Thin Rising Vapors
In Seth Rogoff’s melancholy novel, Thin Rising Vapors, a man tries to step out of time in the year-round solitude of a remote Maine summer home.
Monkish, Thoreau-quoting Abel is revealed only after his death by apparent suicide, when his old friend Ezra comes to read through the journals and stories he wrote in seclusion. The book is equal parts a mystery (what drove Abel to the wild, and why did he die as he did?) and a portrait of an enduring friendship between two men who camped together as boys. Abel’s shocking death hangs like a low fog throughout the story, present but mysterious, driving the story forward and maintaining suspense.

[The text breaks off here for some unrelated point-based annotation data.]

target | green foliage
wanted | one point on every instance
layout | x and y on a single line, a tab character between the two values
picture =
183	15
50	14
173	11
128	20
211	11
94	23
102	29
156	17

Because Abel had dropped out of society, Ezra follows suit, leaving his responsibilities behind to immerse himself in Abel’s journals, which are full of allusions, descriptions of life in the woods, and accounts of his changing relationships with the two sisters next door. Ezra’s narration and Abel’s writing reveal their entwined pasts—characterized by idyllic childhood summers, but not without deep losses.
At first, Ezra stays in contact with his family. But then his phone dies, followed by his car battery. Alone, he enters Abel’s thoughts like wading through bracken, especially the journal’s out-of-order stories-within-the-story. The lake, the country store, the neighbors, hikes, and dirt roads are all keenly observed. There’s not a love triangle per se, but rather a four-pointed shape of lust and desire to be understood. Both sisters are compelling, and the romantic aspects of the book defy clichés.
Thin Rising Vapors is a consuming, wistful novel, pleasing in its elements of nature appreciation, friendship, and suspense.